The truth is – and this sounds very elitist - that 70 per cent of the stuff I turned down, you would turn down because it just wasn’t very good. It didn’t do anything, there was no real reason to do it, it doesn’t make any sense to be in it, or it doesn’t work out for my life at that time. And the other thing is that I wasn’t getting really, really great stuff. So it was a combination of wanting to really go back to work again and very quietly and slowly and methodically start to plot a course where I would start to get what I wanted.
Q. Is it true that you said you didn’t want to do sequels to your work, except perhaps for Beetlejuice?
Michael Keaton: I don’t necessarily say ‘I don’t do sequels’. I did a sequel once and I wouldn’t necessarily not do a sequel. I tend to think that the idea doesn’t thrill me but I would do a sequel if it was the right thing.
But Beetlejuice is very, very special. The only way I would do it is if this could be done in that ball park – in the same zone of creativity as the first one creatively, otherwise I’d want to leave that alone, I think. But I just enjoyed it so much because it’s the only thing I’ve ever done – except maybe Much Ado About Nothing - that comes closest to purely original authentically art on the screen that I’ve done.
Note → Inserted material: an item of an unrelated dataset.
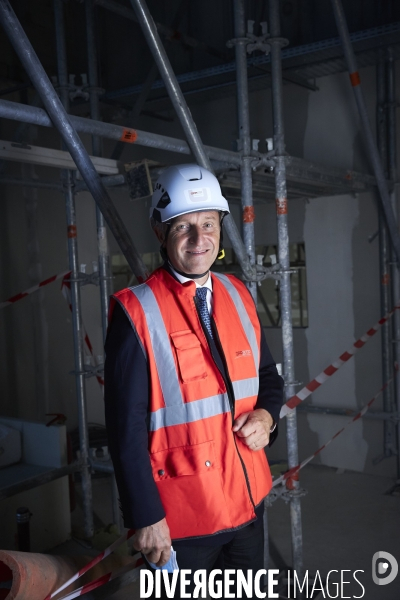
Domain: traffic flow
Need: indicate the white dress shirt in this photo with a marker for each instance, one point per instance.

That’s a rush, when you get that, and you wanna do it again, you know, but you don’t wanna screw up.
Q. So, what’s your abiding experience of making Herbie?
Michael Keaton: I like the fact that I’m in a good family movie. I thought Jack Frost was a good family movie. It is classically ‘Disney’ and yet is very contemporary – it’s retro and contemporary. Angela has done a very good job of sewing those two things together but when you look at it, it still looks like a Disney movie. That has longevity.
I’ve been really fortunate how I’ve gotten to make a living and I’m in this great culture of filmmaking. That stuff has legs and it kinda becomes part of film culture. It’s classically Disney, like Warner Bros cartoons are: classic.